Logos are meant to be an instantly recognizable symbol of your business. They should work equally well in colour or black and white, large or small size as they will be used on everything from a business card (think tiny) or a billboard (HUGE) Of course we in the Miniature Horse industry are not likely to be taking out many billboards so that isn't a major concern here BUT a business card - for sure you are going to want one. Size this logo down so that it fits on a 3 1/2" x 2" card, put it in black and white - does it still work for you?

I am going to disagree here with Peggy. The sun is the best part of this "logo". I have to assume that a cute cartoony sun speaks of you as you created it. It also goes well with your stable name. You could use it animated as you have here on a website. It would look fine in black and white and would also reduce in size well. I would not use the rest of it though for the same reasons in reverse.


----------



## Lucky-C-Acres-Minis (Oct 22, 2009)

I'm going to have to agree with Milo Minis.. It's just "too much" for a "logo"... For a logo you want simple, yet eye-catching.. I've done logos for SEVERAL members here (some of my favorites are Sample's Minis, Leanna's logo, Oak Park Miniatures, Victory Pass Stables and many more!), hopefully they'll see this post and share theirs

Here's the one for my graphic design:






Our farm (couldn't find the quick link on photobucket so stole link from another site which is why it's so small)






And here's a stallion logo for our herdsire:






Feel free to take a look at my logo portfolio, I don't have all of the ones I've done on there, but perhaps it'll give you an idea of what to look for in your logo..


----------



## markadoodle (Oct 22, 2009)

THANKS! and the owner of VPS is Jen shes a REALLY good friend-I LOVE HER logo. I will make one later and post it as updated to see if you like it better, thanks so much!


----------



## normajeanbaker (Oct 22, 2009)

Here is our logo that Lucky-C-Acres-Minis mentioned that she made for us.....which we LOVE. It's simple, yet classy and a simple enough design to easily get embroidered on sheets, blankets, etc. ~Jen~


----------



## markadoodle (Oct 22, 2009)

Of course I know yous jen...-Kay lol


----------



## markadoodle (Oct 22, 2009)

Here are 2 more i just did...

I HAVE NO CLUE WHY THEY BLINK!






AND






what ya think


----------



## maplegum (Oct 22, 2009)

You are getting there! The idea is there but I'd loose the blinking effect.
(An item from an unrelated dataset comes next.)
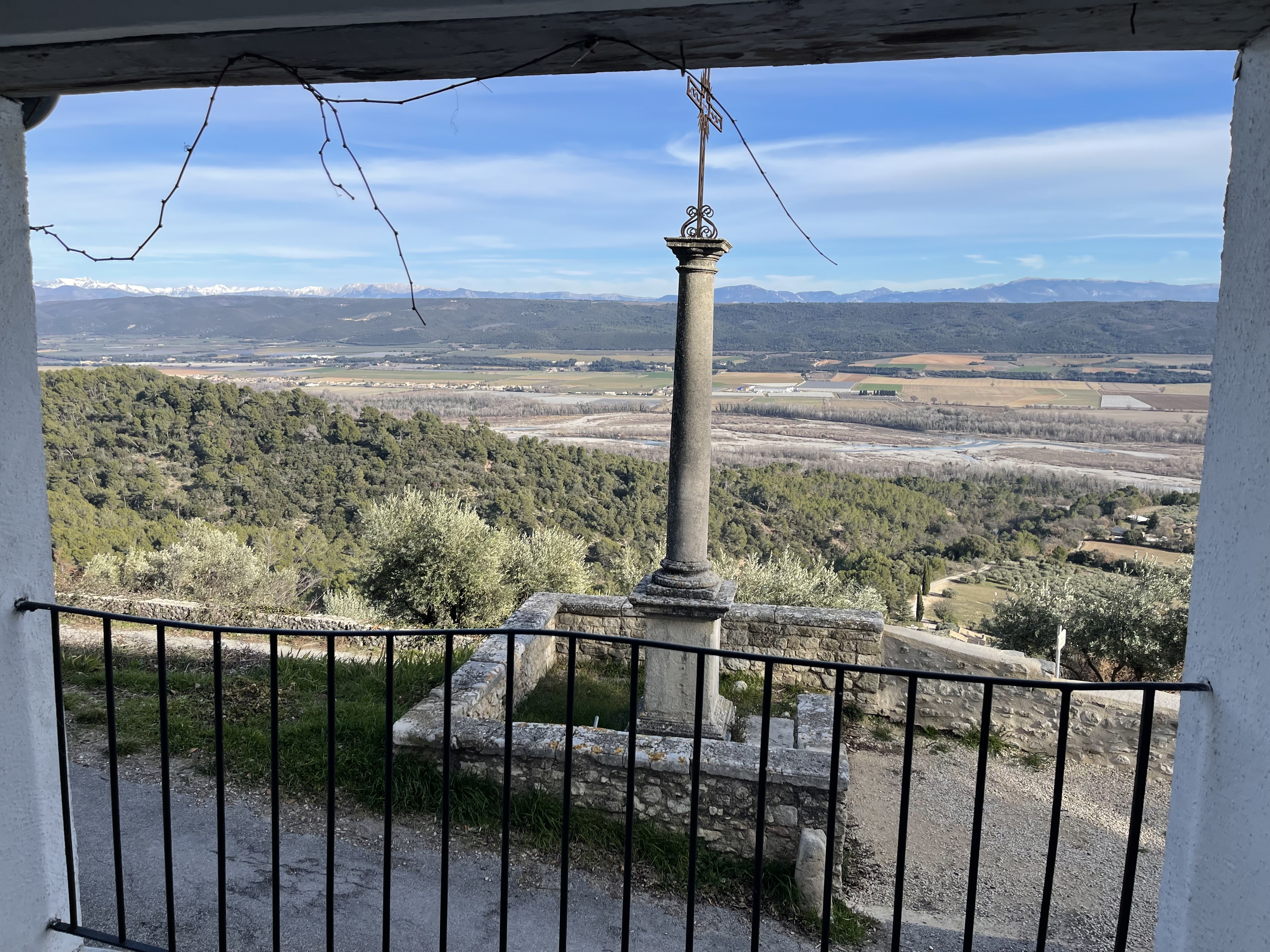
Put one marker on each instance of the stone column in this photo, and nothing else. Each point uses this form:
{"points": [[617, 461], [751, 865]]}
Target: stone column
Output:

I would also 'tweak' the picture of the horse cause right now it kind of looks more like a cow?

Keep working at it, practice makes perfect.


----------



## markadoodle (Oct 22, 2009)

How do you do that? I dont know why it blinks it just has an oppinion of its own i guess lol


----------



## markadoodle (Oct 22, 2009)

3 HOURS OF WORK


----------



## maplegum (Oct 22, 2009)

There you go! Aren't you proud of yourself! I have been working on logos and photo editing for some now time. it just takes practice, and more practice!


----------